"Far from it; by-and-by I may even spare a tear for you—if you do not spoil the day by being clumsy at the end."
"Ah, Rosalie," cried the susceptible poet, "how can I bear the parting? What is France without you? I am no longer a Frenchman—my true home is now England! My heart will hunger for it, my thoughts will stretch themselves to it across the sea; banished to Montmartre, I shall mourn daily for the white cliffs of Albion, for Soho, and for you!"
"I, too, shall remember," she murmured. "But perhaps one of these days you will come to England again?"
"If the fare could be paid with devotion, I would come every Sunday, but how can I hope to amass enough money? Such things do not happen twice. No, I will not deceive myself—this is our farewell. See!" He rose, and turned the little clock with its face to the wall. "When that clock strikes, I must go to catch my train—in the meantime we will ignore the march of time. Farewells, tears, regrets, let us forget that they exist—let us drink the last glass together gaily, mignonne!"
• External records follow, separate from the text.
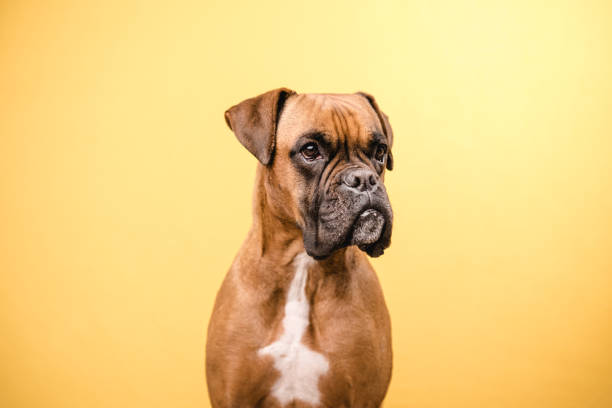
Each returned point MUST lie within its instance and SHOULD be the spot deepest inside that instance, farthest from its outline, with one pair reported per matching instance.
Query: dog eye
(310, 151)
(380, 152)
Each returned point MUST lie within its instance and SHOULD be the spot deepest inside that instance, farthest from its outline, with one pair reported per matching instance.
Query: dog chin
(370, 232)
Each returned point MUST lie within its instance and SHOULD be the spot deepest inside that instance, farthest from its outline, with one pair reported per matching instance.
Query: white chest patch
(299, 366)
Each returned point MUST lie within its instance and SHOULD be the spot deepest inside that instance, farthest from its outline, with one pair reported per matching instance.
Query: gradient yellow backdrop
(124, 197)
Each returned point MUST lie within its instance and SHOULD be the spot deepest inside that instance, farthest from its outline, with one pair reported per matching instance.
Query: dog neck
(275, 240)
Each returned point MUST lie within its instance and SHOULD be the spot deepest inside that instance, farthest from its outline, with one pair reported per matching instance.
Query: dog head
(323, 158)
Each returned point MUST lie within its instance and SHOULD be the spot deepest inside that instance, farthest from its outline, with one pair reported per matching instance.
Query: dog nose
(361, 179)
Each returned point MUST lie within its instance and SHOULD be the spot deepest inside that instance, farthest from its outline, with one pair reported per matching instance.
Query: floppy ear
(384, 121)
(254, 122)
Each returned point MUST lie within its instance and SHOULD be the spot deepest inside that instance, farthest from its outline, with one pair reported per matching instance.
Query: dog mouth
(367, 229)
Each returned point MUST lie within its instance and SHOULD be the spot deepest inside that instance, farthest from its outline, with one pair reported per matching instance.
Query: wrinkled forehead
(343, 117)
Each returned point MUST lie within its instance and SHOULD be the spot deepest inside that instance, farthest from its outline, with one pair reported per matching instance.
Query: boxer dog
(300, 319)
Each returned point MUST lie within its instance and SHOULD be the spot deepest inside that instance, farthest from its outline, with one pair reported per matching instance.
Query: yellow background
(124, 197)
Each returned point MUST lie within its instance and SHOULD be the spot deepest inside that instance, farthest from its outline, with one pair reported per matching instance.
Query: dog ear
(384, 121)
(254, 122)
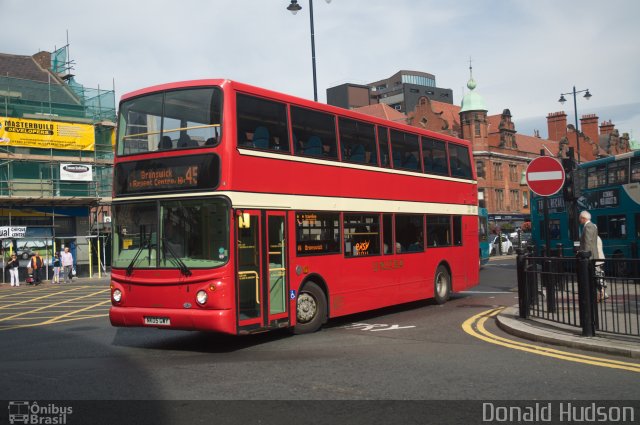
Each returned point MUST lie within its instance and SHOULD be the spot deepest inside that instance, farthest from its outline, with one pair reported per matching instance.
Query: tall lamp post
(562, 99)
(294, 8)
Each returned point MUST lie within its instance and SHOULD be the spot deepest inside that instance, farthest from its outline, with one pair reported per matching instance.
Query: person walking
(13, 266)
(589, 236)
(36, 266)
(56, 268)
(67, 264)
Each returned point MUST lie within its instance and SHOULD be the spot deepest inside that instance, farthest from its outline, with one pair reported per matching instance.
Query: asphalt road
(411, 352)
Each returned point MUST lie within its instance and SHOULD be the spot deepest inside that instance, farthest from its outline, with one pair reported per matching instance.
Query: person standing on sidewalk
(67, 264)
(56, 268)
(13, 266)
(589, 236)
(36, 266)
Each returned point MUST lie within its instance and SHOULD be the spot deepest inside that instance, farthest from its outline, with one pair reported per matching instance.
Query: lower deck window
(361, 235)
(317, 233)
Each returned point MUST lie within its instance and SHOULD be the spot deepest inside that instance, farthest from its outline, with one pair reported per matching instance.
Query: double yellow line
(474, 326)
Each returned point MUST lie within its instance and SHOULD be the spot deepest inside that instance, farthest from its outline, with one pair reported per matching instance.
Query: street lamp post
(562, 99)
(294, 8)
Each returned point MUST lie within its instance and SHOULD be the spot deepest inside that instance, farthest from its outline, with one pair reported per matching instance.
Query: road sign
(545, 176)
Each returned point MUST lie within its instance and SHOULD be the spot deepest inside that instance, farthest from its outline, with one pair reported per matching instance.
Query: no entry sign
(545, 176)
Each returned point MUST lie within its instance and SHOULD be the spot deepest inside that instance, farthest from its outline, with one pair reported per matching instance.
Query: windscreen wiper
(181, 265)
(144, 243)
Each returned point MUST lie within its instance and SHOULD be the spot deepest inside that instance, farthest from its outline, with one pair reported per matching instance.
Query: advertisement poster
(42, 134)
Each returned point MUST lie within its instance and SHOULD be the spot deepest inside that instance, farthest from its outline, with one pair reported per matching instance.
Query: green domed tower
(473, 117)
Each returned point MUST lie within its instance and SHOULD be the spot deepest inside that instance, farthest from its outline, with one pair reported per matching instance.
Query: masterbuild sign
(76, 172)
(12, 232)
(46, 134)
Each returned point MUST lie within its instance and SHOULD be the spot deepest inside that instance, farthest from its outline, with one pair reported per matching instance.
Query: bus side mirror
(244, 221)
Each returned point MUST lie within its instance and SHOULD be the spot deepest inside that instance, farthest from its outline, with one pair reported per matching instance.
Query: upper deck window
(435, 156)
(405, 151)
(314, 133)
(177, 119)
(459, 161)
(358, 142)
(617, 172)
(262, 124)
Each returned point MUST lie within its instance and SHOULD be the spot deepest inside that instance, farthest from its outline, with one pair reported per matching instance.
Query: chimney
(557, 125)
(43, 59)
(589, 126)
(606, 127)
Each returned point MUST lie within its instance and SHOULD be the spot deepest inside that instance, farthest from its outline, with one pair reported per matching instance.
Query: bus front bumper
(188, 319)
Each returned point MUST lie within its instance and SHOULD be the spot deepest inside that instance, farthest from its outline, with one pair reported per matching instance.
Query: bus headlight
(117, 295)
(201, 297)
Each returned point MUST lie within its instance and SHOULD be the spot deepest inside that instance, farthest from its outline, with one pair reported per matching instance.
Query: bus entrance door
(261, 259)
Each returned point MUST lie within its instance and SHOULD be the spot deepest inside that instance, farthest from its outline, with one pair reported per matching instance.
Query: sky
(524, 53)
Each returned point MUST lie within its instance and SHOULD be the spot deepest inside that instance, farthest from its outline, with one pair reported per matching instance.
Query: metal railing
(595, 295)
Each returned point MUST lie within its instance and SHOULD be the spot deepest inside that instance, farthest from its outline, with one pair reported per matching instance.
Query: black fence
(595, 295)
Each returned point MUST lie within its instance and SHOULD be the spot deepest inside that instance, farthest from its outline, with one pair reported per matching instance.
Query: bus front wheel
(442, 285)
(311, 309)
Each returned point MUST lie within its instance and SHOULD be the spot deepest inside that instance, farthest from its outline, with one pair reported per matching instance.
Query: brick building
(501, 154)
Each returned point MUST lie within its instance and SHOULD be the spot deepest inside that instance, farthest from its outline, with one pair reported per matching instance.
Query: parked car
(506, 245)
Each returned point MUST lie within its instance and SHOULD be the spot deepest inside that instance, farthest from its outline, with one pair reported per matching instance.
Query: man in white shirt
(67, 264)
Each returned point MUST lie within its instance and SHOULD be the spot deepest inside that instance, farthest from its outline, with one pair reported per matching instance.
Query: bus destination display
(167, 175)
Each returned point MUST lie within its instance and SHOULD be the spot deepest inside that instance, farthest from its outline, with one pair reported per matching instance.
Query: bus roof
(289, 99)
(608, 159)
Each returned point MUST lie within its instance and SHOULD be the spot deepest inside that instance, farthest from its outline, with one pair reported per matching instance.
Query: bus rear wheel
(442, 285)
(311, 309)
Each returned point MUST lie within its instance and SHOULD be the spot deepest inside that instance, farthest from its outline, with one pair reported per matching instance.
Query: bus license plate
(163, 321)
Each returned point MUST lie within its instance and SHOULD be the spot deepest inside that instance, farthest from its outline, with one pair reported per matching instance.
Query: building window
(499, 199)
(497, 170)
(513, 172)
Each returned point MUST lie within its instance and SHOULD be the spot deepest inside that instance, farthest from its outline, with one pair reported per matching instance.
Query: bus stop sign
(545, 176)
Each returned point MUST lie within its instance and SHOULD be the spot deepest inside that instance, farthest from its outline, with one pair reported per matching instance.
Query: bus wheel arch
(312, 306)
(442, 283)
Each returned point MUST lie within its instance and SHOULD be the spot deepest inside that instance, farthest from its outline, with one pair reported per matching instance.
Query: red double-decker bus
(237, 209)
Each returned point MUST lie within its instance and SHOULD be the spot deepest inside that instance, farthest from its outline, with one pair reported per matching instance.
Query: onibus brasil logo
(25, 412)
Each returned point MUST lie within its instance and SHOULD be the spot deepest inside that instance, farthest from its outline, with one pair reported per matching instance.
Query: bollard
(548, 283)
(523, 295)
(586, 294)
(560, 283)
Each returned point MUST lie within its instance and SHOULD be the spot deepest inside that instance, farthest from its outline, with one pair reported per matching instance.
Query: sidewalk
(568, 336)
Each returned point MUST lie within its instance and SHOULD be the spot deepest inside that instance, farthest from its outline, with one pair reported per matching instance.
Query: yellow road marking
(39, 298)
(31, 325)
(4, 319)
(474, 326)
(55, 319)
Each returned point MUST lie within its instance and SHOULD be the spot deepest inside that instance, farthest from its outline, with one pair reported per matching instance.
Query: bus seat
(261, 138)
(357, 154)
(397, 160)
(313, 146)
(165, 143)
(410, 162)
(186, 142)
(439, 166)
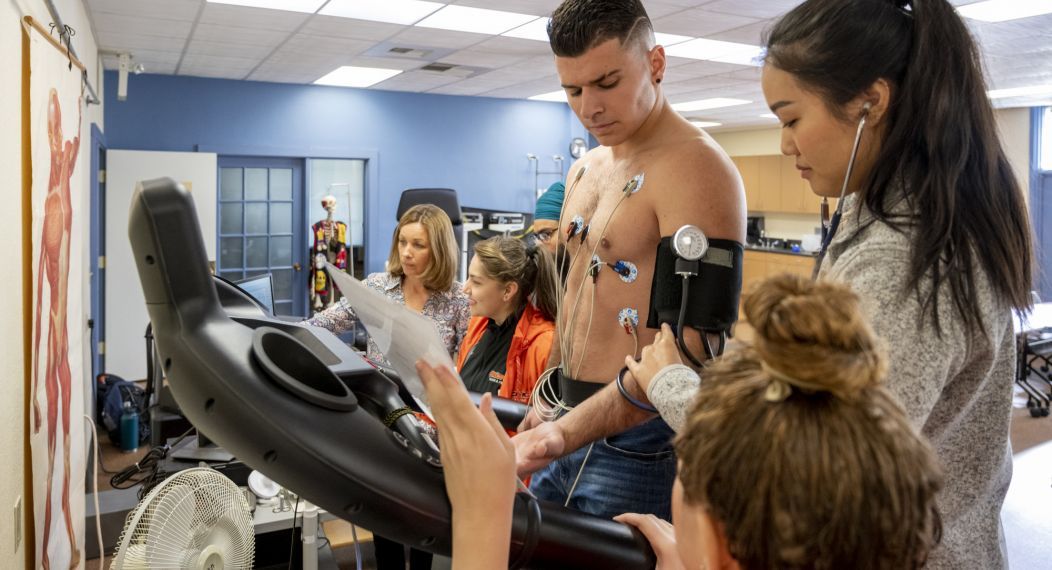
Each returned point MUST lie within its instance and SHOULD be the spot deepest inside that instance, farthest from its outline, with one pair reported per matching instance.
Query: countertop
(781, 250)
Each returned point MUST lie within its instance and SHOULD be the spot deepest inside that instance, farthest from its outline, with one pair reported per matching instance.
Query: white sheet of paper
(402, 334)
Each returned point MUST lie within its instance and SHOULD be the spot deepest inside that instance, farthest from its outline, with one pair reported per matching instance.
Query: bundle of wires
(146, 471)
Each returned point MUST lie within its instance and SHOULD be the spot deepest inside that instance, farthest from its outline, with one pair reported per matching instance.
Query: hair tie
(782, 384)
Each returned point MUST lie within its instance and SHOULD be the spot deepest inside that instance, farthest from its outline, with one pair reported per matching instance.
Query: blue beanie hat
(550, 203)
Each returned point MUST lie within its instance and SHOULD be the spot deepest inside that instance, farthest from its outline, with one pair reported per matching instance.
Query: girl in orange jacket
(512, 289)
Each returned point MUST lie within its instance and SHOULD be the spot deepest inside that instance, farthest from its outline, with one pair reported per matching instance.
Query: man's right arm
(605, 413)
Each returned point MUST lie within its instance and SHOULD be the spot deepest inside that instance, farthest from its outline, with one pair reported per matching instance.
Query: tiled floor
(1027, 513)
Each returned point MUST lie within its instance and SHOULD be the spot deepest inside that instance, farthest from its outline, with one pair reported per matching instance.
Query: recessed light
(1000, 11)
(559, 97)
(306, 6)
(395, 12)
(715, 102)
(476, 20)
(670, 39)
(538, 29)
(1032, 90)
(349, 76)
(741, 54)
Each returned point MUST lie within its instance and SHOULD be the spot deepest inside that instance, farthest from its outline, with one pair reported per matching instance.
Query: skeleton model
(330, 245)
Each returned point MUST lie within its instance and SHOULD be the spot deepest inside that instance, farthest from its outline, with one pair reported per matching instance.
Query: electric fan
(196, 518)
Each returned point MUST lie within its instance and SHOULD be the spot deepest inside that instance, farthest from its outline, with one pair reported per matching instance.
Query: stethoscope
(829, 230)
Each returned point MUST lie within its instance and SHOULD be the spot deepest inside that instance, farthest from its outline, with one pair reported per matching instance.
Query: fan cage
(191, 511)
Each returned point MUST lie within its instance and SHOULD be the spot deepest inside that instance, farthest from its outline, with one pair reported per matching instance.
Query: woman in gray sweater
(883, 102)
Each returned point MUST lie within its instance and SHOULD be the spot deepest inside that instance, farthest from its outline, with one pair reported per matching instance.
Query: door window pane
(230, 252)
(281, 183)
(282, 284)
(230, 215)
(256, 183)
(256, 251)
(281, 251)
(229, 184)
(281, 218)
(255, 218)
(283, 308)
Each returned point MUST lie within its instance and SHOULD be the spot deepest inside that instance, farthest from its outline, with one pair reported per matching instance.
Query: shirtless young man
(611, 70)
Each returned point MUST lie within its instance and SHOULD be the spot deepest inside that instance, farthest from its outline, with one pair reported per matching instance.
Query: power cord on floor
(358, 547)
(291, 540)
(95, 486)
(146, 471)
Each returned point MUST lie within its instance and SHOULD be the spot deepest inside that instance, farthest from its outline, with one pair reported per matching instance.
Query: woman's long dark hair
(941, 146)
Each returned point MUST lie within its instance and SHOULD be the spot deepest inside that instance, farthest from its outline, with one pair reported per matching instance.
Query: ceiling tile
(752, 8)
(478, 58)
(537, 7)
(106, 23)
(699, 23)
(416, 81)
(168, 9)
(231, 41)
(346, 27)
(501, 44)
(326, 45)
(206, 47)
(422, 37)
(249, 17)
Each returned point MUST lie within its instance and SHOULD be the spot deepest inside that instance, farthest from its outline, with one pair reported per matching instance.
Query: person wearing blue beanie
(546, 216)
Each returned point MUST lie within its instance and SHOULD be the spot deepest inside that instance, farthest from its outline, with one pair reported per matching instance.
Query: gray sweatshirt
(956, 388)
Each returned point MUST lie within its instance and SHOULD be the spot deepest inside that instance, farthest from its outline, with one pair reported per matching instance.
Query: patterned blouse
(447, 309)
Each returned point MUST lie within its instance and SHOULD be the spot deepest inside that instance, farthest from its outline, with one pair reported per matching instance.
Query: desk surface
(264, 520)
(1036, 320)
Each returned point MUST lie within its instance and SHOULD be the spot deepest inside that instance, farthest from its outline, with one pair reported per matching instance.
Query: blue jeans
(630, 472)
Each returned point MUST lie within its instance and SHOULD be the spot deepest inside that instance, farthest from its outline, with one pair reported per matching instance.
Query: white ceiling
(203, 39)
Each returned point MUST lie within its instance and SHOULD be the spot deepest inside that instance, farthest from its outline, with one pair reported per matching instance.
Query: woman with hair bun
(883, 105)
(793, 454)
They pledged each other with brave smiles, hand in hand. And now their chatter became fast and furious, to drown the clock's impatient tick.
The clockwork wheezed and whirred.
"'Tis going to part us," shouted Tricotrin; "laugh, laugh, Beloved, so that we may not hear!"
"Kiss me," she cried; "while the hour sounds, you shall hold me in your arms!"
"Heaven," gasped the young man, as the too brief embrace concluded, "how I wish it had been striking midnight!"
The next moment came the separation. He descended the stairs; at the window she waved her hand to him. And in the darkness of an "English hansom" the poet covered his face and wept.